Part C - Bonus

Instruction

Part C consists of two data sets. These are simple 2 columns sets, however they have different time stamps. Your optional assignment is to time-base sequence the data and aggregate based on hour (example of what this looks like, follows). Note for multiple recordings within an hour, take the mean. Then to determine if the data is stationary and can it be forecast. If so, provide a week forward forecast and present results via Rpubs and .rmd and the forecast in an Excel readable file.

Data Exploration

#Data Plot
pipe_1 <- read_excel("Waterflow_Pipe1.xlsx") %>% mutate(`Date Time` = as.POSIXct(`Date Time` * (60 * 60 * 24), origin = "1899-12-30", tz = "GMT"))
pipe_2 <- read_excel("Waterflow_Pipe2.xlsx") %>% mutate(`Date Time` = as.POSIXct(`Date Time` * (60 * 60 * 24), origin = "1899-12-30", tz = "GMT"))
pipes <- pipe_1 %>% mutate(Pipe = "Pipe 1") %>% rbind(mutate(pipe_2, Pipe = "Pipe 2"))
ggplot(pipes, aes(`Date Time`, WaterFlow, color = Pipe)) + geom_line() + scale_color_brewer(palette = "Set2") + facet_wrap(. ~ Pipe)

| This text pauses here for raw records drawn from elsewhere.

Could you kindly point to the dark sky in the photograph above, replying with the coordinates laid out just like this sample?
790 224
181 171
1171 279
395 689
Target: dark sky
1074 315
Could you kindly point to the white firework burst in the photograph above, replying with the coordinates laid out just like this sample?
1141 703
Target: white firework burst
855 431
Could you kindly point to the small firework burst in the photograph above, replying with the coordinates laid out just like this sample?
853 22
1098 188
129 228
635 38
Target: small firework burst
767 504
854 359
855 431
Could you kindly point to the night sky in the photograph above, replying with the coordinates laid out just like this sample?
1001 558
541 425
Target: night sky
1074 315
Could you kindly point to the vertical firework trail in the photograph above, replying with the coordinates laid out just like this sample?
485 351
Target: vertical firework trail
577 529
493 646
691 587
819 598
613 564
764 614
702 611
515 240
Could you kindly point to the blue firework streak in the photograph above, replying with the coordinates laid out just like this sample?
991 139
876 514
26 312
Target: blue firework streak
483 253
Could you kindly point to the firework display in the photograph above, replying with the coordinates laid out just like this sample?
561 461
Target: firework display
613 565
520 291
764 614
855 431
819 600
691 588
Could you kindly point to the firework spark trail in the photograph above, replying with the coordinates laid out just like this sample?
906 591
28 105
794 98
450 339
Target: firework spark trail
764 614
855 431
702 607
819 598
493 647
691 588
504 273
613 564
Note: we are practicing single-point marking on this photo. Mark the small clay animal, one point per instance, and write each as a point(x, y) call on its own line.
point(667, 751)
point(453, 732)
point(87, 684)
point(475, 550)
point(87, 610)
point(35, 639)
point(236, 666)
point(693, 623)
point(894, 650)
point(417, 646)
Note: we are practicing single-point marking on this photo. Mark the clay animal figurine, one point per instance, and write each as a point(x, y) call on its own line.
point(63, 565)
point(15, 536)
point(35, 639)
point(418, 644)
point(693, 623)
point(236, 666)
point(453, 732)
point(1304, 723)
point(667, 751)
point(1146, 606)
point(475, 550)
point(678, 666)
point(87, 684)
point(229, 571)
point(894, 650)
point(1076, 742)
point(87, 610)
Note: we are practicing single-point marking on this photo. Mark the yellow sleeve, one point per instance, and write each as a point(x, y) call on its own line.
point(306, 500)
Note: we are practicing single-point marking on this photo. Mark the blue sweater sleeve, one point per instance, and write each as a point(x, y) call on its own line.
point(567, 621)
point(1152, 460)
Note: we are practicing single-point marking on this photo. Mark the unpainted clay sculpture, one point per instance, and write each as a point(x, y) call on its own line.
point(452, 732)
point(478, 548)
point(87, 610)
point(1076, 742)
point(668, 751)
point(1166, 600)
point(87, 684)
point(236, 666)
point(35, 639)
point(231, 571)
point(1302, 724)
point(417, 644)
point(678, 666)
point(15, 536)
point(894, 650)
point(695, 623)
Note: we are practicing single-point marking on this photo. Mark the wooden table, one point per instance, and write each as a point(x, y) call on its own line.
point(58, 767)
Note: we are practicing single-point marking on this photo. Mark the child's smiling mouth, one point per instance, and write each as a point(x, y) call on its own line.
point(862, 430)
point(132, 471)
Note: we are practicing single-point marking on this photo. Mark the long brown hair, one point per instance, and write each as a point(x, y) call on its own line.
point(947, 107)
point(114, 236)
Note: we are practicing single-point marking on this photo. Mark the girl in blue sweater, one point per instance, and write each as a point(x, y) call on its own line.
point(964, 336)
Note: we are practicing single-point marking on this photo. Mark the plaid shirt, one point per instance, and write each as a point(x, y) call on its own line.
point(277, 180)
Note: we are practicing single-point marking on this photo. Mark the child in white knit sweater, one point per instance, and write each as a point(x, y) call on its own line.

The pipes have varying time frames of data observations where Pipe 1 has a week of data while Pipe 2 has a little over a month. Pipe 1 has a median waterflow of about 20, while pipe 2 has a median of 40.
It appears that both pipes have the same amount of observations meaning that Pipe 1 has multiple observations within a shorter period of time which helps to understand the median difference. I will attempt to clean the data points for further analysis.

Pipe 1

#Data Cleaning
pipe_1 <- pipe_1 %>% mutate(Date = as.Date(`Date Time`), Time = paste0(format(`Date Time`, "%H"), ":00:00")) %>% group_by(Date, Time) %>% summarise(WaterFlow = mean(WaterFlow)) %>% ungroup() %>% mutate(`Date Time` = as.POSIXct(paste(as.character(Date), Time)), format = "%Y-%m-%d %H:%M:%OS") %>% select(`Date Time`, WaterFlow)
#Data Plot
pipe_1_ts <- ts(pipe_1$WaterFlow, start = c(2015, 10, 23), frequency = 24)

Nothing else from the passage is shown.